1. O evangelho de Jesus Cristo crucificado

           

O termo “evangelho” (euangelion em grego) era usado na propaganda e no culto ao imperador romano (cf. HORSLEY, 2004, 21-32; HARRISON, 2016, 165-184). Os arautos, funcionários encarregados de divulgar os decretos, as campanhas, as vitórias e os avanços do Império partiam de Roma para todas as principais cidades e, quando lá chegavam, iniciavam o seu anúncio com as palavras: “Boa Nova” de César, filho de Deus, ao povo da cidade.  

Há várias inscrições descobertas que contêm o termo evangelho usado pelo imperador romano César Augusto (27 a.C.-14 d.C.). Nelas, o imperador Augusto, o senhor do Império e da terra, foi proclamado como “filho divino” e “salvador” (soter em grego), porque foi ele que estabeleceu na terra a paz e a salvação definitivas, tanto para o passado como para o presente e o futuro. Seu nascimento e sua manifestação – advento e epifania – foram descritos, nas inscrições, como evangelho poderoso!

                Com uma boa infraestrutura (exército, estrada, correio, hospedaria, administração da cidade etc.), o Império propagava o seu evangelho nas celebrações públicas com muita pompa, para agitar, atrair, influenciar e controlar o povo! O evangelho do imperador era uma das “armas poderosas” para impor e legitimar o poder e a dominação do Império, ditando e moldando o cotidiano do povo dominado e sofrido, como o da Ásia Menor e o da Grécia. 

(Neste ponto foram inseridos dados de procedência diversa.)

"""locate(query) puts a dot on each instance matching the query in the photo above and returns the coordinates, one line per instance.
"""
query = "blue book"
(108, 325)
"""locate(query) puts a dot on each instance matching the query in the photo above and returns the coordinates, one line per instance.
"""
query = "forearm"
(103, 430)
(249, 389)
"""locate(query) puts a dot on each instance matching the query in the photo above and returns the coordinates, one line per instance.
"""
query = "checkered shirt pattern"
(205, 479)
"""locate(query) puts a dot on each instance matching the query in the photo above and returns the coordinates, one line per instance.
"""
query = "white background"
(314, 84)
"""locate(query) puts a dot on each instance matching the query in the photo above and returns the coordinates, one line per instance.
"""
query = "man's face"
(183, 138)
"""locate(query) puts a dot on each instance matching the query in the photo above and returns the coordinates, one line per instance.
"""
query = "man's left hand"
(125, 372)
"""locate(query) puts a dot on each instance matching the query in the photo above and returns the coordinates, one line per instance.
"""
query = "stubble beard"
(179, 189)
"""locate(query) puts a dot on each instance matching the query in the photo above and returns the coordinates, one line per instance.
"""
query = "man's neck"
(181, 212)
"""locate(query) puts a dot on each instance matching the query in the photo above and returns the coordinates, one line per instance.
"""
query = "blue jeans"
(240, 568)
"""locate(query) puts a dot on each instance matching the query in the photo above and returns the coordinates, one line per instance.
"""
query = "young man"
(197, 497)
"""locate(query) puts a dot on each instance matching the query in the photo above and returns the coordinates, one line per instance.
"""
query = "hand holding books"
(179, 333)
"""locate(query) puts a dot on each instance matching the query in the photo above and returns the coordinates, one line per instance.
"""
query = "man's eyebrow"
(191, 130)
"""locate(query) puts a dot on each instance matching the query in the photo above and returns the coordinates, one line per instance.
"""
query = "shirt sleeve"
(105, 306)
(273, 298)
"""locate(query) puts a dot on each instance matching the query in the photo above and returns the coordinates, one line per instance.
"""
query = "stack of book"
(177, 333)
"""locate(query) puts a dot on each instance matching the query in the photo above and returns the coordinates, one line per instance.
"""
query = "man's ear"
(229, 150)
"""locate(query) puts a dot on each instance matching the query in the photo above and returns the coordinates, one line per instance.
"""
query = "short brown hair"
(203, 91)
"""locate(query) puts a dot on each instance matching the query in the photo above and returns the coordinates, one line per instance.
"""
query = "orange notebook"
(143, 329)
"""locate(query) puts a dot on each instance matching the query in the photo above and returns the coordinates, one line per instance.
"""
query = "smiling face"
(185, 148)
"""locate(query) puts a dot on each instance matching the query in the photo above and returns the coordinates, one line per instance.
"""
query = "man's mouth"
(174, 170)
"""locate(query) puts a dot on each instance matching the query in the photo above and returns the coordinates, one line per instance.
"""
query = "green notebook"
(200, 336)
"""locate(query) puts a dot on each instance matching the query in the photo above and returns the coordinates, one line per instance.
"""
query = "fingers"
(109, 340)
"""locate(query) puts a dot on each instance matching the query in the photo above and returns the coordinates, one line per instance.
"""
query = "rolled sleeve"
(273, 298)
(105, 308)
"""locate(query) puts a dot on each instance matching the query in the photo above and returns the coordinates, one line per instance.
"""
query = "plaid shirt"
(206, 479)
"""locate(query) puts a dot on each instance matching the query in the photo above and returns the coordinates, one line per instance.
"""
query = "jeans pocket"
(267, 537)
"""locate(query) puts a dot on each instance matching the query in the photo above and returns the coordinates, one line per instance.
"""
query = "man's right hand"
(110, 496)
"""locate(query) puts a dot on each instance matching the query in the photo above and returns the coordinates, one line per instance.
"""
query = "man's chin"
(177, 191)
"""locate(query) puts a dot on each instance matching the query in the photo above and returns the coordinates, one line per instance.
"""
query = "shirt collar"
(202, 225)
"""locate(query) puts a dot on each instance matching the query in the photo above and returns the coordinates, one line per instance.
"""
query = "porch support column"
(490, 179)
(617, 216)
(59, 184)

            Foi a esse mundo do Império Romano que Paulo, um judeu convertido ao movimento de Jesus Messias, se dirigiu, anunciando o evangelho alternativo, manifestado em Jesus Cristo crucificado (Gl 3,14), para converter o mundo em uma assembleia (ekklesia) bem diferente. Ele tentou construir comunidades da “partilha e do serviço” nesse mundo do “acúmulo e da dominação” do Império.

            O fato de Paulo pregar a palavra e a prática de Jesus judeu é significativo. Denota que o evangelho de Jesus Cristo crucificado tem suas raízes no judaísmo. A “Boa Nova” é moldada pela história dos valores culturais e das identidades dos judeus que transparecem na Escritura:

 

a)    “Aquele que me anunciou, dizendo: ‘Saul está morto’, quando achava que era portador de boa notícia, eu o agarrei e o matei em Siceleg. Este foi meu pagamento a ele pela boa notícia” (2Sm 4,10). No Antigo Testamento, o termo evangelho, besorah em hebraico (euangelion na LXX, Septuaginta – a versão dos Setenta), originalmente, designa a recompensa pelo anúncio de uma vitória, ou também o próprio anúncio de uma boa nova como a de uma vitória sobre o inimigo.

b)    “Como são belos sobre os montes os pés do mensageiro que anuncia a paz, que traz a boa notícia, que anuncia a salvação, que diz a Sião: ‘Seu Deus reina’” (Is 52,7). Durante o exílio da Babilônia, o Segundo Isaías profetiza que os mensageiros acorrerão ao país para anunciar o evangelho, “boa notícia” (salvação): Javé inaugurará o seu reinado da justiça e da graça em Sião (cf. Is 52,1-12).

c)    “O espírito do Senhor Javé está sobre mim, porque Javé me ungiu, Ele me enviou para dar a boa notícia aos pobres, para curar os corações feridos, para proclamar a libertação dos escravos e pôr em liberdade os prisioneiros” (Is 61,1). Diante da exploração econômica e da escravidão no período pós-exílico, o Terceiro Isaías anuncia o evangelho da salvação de Javé para inverter a realidade sofrida do povo, pela exploração dos teocratas judeus, aliados e servidores do Império Persa: Javé protege a vida, sobretudo das pessoas empobrecidas (cf. Is 65,17-25).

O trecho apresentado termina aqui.